For certain chart types, you can add error bars around your data points by using values from your table.
Error bars are always symmetrical. The distance above and below a given
(x,y)pair is always the same.
Errors are the same color as their target trace.
Errors are shown for all traces or no traces. You cannot configure them to appear on some traces and not others.
The values in your errors column are charted on the same axis as their associated trace. This means your error values must be absolute. You cannot, for example, have errors expressed in percentages for Y values expressed in hundreds.
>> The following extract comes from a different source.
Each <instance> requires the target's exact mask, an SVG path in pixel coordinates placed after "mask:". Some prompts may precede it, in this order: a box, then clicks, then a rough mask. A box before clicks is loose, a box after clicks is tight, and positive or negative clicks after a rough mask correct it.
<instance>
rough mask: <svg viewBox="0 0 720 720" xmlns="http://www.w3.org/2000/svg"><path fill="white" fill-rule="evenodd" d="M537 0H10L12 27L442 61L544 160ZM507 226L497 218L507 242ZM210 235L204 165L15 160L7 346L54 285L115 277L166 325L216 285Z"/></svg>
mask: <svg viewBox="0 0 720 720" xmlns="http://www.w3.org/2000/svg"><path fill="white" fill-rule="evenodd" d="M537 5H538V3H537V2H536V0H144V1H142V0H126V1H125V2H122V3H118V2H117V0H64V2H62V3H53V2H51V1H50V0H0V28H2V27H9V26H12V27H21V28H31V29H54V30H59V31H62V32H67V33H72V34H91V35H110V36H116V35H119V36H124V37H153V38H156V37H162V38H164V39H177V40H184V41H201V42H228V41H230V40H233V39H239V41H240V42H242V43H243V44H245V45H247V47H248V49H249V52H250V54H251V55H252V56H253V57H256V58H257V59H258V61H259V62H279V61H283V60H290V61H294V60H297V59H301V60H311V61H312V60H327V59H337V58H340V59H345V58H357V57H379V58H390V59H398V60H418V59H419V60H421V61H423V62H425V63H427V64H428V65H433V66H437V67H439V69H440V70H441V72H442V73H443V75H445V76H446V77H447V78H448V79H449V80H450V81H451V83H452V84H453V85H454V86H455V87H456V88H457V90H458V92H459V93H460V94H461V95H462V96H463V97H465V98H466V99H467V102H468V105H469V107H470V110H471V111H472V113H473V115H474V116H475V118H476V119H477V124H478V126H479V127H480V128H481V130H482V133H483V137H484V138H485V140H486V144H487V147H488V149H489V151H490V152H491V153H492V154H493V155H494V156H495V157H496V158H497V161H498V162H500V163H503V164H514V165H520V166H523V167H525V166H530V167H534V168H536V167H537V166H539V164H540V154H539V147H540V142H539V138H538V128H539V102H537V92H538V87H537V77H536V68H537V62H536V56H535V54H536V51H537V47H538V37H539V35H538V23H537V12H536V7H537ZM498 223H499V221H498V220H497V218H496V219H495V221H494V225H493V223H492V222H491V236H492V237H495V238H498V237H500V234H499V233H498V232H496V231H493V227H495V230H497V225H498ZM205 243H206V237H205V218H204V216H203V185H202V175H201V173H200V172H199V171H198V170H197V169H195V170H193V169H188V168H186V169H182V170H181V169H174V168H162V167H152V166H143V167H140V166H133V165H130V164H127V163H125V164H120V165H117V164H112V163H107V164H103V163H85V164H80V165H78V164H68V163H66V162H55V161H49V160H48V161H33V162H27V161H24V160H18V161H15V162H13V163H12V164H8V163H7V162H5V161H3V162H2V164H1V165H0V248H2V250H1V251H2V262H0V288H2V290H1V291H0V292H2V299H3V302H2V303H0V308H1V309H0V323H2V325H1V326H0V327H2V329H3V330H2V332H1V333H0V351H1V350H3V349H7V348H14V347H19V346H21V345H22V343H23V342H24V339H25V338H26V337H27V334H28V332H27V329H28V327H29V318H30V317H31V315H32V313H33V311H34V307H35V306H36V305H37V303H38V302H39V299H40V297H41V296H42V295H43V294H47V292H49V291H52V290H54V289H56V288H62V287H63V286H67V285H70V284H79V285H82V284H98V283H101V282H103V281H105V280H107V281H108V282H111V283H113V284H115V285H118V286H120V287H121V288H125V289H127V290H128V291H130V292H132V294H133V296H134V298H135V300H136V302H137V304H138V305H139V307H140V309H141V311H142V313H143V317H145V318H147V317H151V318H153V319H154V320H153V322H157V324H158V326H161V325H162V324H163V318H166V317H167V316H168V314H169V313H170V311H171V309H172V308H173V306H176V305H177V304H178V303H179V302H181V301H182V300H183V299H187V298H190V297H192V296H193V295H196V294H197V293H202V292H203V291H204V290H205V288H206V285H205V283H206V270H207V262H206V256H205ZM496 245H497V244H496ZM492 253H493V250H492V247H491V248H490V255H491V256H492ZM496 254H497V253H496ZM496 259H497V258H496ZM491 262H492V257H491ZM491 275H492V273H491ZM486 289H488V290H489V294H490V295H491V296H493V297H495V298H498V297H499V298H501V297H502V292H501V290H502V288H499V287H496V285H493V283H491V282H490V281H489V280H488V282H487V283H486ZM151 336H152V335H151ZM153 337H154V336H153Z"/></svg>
Errors are not aggregated when you stack records; an error bar will be shown for each trace. You can work around this by only providing non-zero error values for those records where the error should be displayed prominently. In the preceding example a flat error bar is shown at every trace point, but only the
Paid trace error bars have any length.
Each chart type is useful for certain kinds of presentation. You can mix and match multiple types on the same chart as needed:
Line: presents change in one or more metrics over time.
Bar: presents change in metrics over time or to show proportionality, like a pie chart. You can combine bar charts using stacking.
Combo: combines line and bar charts to present changes over time with proportionality.
Area: combines the line and bar chart to show how one or more groups’ numeric values change over the progression of a second variable, typically that of time. They are often used to show sales funnel changes through time. You can combine area charts using stacking.
Pie: shows proportionality between metrics. They are not meant for conveying time series data.
Scatter: excels at showing many groups of data points. A scatter chart is just like a line plot, but without the connecting lines. A scatter chart is more precise but less useful for time series data.
Scatter charts are necessary for visualizations where some groups appear just once. The line chart does not display singleton values because it can only show data where two or more points are present. One option is to force singletons into scatter type on the Series tab of the visualization editor while keeping other traces in line type.
Scatter charts do not support aggregation in the visualization.
Bubble: are scatter charts where the size of each point marker reflects a relevant metric.
Bubble charts do not support aggregation in the visualization.
Heatmap: blend features of bar charts, stacking, and bubble charts. You can choose from several built-in color schemes. A heatmap cannot be grouped since the entire chart is one trace.
Box: automatically show the distribution of data points across grouped categories.
Box charts do not support aggregation in the visualization.
Temporarily hide or show only a series
To hide a series in a visualization, click the series in the legend. To show the series again, click it again in the legend.
To show only a single series, double-click the series in the legend. To show other series, click each one.
Multiple records per X-axis value
Databricks SQL can make some obscure shapes if your query returns two or more rows with the same X axis value. This often happens in SQL if you unintentionally
JOIN a table with a one-to-many relationship.
In this example a vertical line is drawn because there are two records for 1 January. You can resolve this by filtering out the doubled entries on the X axis or revise the query to include the grouping field, as shown in the following image.
Unordered X-axis records
Databricks SQL automatically determines most common X axis scales: timestamps, linear, and logarithms. If it can’t parse your X column into an ordered series, it falls back to treating each X value as a “category”. This can have mixed results:
If you see shapes you don’t expect you can check whether your X axis has been sorted on the X Axis tab. Toggle the Sort Values option. If Sort Values is disabled, Databricks SQL retains the ordering of the source query.
These two charts come from the same base data. The only difference is whether or not Databricks SQL sorted the X axis values.